Une sorte d’épidémie s’est emparée de la vie politique française. “Ils ne mouraient pas tous, mais tous étaient frappés”. La gauche se meurt, hurle Manuel Valls. La gauche est morte, et par ta faute, lui répondent, en un choeur tragique, les députés récalcitrants, courant à l’Aubry, pour défendre la sainte foi marxiste et tenter de sauver leurs places. Ils avaient soutenu voici deux ans un réenchantement de leur rêve idéologique, plein de petits impôts, d’emplois publics et de partages citoyens. Hollande se dévoile social-démocrate, le traître, et Valls, cet agent double de la droite, ose employer les mots tabous de fermeté et de rigueur. La gauche éclate entre ceux qui voudraient bien ressembler à leurs cousins européens et rester au pouvoir en bons gestionnaires et ceux qui exigent le beurre de l’argent public inépuisable, l’argent du beurre d’une fiscalité sans limite, et le sourire de leurs électeurs, avec en garniture, des fonctionnaires à foison, des prisons ouvertes, des sans-papiers régularisés, et une France insulaire, rayonnant de ses exceptions exemplaires. Les gens sérieux, à gauche par tradition familiale ou par un moment de distraction, ont déserté les rangs ou boudé les urnes. Les naïfs et les rêveurs, déçus, en ont fait autant.
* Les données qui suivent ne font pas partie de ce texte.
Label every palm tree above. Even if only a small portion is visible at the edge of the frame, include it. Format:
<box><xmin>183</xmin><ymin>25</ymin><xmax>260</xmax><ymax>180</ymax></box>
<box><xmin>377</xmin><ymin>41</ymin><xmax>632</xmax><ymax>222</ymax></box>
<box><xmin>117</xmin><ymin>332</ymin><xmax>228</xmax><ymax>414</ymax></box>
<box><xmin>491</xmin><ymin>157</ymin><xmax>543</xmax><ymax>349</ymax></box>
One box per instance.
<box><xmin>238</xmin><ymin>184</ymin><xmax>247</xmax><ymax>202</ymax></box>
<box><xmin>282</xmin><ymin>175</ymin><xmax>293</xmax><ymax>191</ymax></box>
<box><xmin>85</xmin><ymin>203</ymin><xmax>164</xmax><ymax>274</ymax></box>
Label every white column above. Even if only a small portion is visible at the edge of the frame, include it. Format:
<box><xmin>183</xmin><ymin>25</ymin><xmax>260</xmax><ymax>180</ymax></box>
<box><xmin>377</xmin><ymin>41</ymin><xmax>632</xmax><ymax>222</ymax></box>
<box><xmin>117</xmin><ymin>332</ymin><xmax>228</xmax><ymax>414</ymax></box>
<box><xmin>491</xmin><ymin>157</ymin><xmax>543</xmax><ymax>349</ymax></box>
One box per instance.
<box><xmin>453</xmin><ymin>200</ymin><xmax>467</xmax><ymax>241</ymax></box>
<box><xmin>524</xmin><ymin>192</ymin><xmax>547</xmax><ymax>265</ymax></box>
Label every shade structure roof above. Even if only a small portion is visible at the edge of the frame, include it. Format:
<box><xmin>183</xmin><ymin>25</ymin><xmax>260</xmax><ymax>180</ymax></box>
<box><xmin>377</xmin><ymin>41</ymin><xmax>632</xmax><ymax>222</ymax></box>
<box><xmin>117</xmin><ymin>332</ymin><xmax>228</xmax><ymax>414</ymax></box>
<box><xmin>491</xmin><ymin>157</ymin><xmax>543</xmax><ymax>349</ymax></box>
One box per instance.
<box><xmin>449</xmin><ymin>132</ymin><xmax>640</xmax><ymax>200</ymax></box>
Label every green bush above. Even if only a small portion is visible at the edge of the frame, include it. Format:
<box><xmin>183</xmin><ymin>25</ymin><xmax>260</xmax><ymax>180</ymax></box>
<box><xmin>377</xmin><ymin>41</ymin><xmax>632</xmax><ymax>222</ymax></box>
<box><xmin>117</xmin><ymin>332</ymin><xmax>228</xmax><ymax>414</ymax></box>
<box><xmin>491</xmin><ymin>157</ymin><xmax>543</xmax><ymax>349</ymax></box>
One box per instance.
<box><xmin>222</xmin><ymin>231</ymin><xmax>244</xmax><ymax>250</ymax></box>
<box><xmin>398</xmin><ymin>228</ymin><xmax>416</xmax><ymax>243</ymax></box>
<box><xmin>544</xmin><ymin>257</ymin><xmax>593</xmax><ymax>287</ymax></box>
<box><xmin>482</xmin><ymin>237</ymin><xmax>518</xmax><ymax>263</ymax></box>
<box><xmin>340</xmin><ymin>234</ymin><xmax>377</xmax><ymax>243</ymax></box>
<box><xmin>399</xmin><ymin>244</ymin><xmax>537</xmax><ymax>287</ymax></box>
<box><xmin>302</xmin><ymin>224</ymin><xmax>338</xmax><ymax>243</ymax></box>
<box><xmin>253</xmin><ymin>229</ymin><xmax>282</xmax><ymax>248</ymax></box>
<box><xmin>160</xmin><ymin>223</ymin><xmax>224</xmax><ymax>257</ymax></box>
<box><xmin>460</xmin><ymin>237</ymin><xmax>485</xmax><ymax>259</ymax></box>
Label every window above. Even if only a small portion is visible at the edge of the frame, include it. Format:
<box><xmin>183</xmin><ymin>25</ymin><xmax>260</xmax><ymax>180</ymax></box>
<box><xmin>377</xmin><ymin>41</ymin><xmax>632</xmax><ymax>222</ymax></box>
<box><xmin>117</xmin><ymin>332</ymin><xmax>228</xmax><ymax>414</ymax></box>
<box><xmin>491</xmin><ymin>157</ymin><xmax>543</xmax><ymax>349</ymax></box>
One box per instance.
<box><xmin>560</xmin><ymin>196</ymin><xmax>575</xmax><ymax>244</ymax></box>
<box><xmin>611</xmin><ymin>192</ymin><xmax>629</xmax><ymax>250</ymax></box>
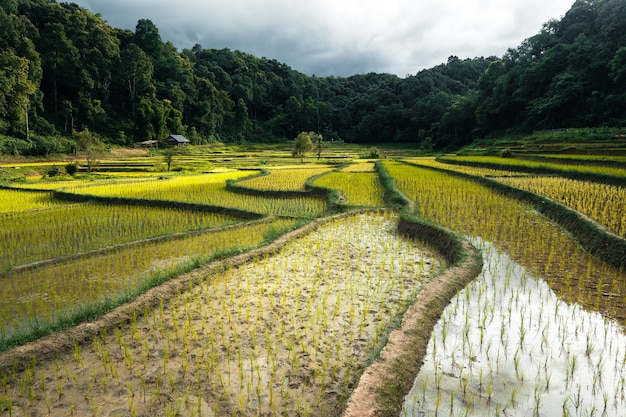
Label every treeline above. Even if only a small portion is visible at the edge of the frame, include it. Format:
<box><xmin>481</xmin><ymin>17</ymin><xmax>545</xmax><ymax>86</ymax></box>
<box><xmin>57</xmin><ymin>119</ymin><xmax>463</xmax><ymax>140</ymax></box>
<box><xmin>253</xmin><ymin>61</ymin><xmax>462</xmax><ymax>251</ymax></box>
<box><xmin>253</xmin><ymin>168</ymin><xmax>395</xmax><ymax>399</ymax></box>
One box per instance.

Un gouvernement de gauche en échec permanent, un Président raclant le fond des sondages, les résultats consternants d’une politique incohérente devraient porter l’opposition de centre-droit au sommet d’une vague irrésistible. Ce fut le cadeau assez injuste et inespéré des électeurs à l’UMP lors des Municipales. Pourtant, la bête était atteinte. L’animal avait occupé le pouvoir pendant dix ans sans améliorer les choses. A peine rejeté dans l’opposition, après une campagne rutilante, les signes de la maladie se sont multipliés. D’abord, ce fut la guerre des chefs, endémique à droite, avec des élections truquées suivies d’un compromis douteux. L’un des chefs a parlé de mafia et évoqué un inventaire dont il serait exempté par deux ou trois phrases en cinq ans de Matignon. Plus graves, les soupçons planent nombreux sur l’ancien Président. Des financements douteux, des dépassements irresponsables, des surfacturations, des imputations frauduleuses, et tout cela par le biais de sociétés truffées d’amis : tel serait le parti qui prétendrait incarner le redressement du pays ? S’agirait-il d’accidents provoqués par les affres d’une campagne échevelée ? L’indécent appel aux généreux donateurs et aux militants l’année dernière après le rejet logique des comptes de campagne, par des responsables évidemment au courant des dérapages, éclaire la roublardise de ceux qui font appel à la confiance des électeurs. L’élection de Lavrilleux, tête de liste UMP dans la circonscription Nord-Ouest, apparatchik compromis dans cette affaire et parfait inconnu jusqu’alors, est une insulte faite à ma Région et à ses habitants. Mais que fallait-il attendre d’un parti qui a le plus souvent traité ses élus malhonnêtes avec compréhension ? L’âne que je suis, exempt de toute condamnation, mais coupable d’avoir brouté l’herbe d’un lobby bien en cour, fut traité d’autre façon. Dépassée aux élections européennes, l’UMP n’attire plus les électeurs que par défaut. Elle aussi s’inquiète pour sa vie. Comme pour tout malfrat qui souhaite s’en refaire une nouvelle, certains lui conseillent de changer d’identité pour brouiller les pistes.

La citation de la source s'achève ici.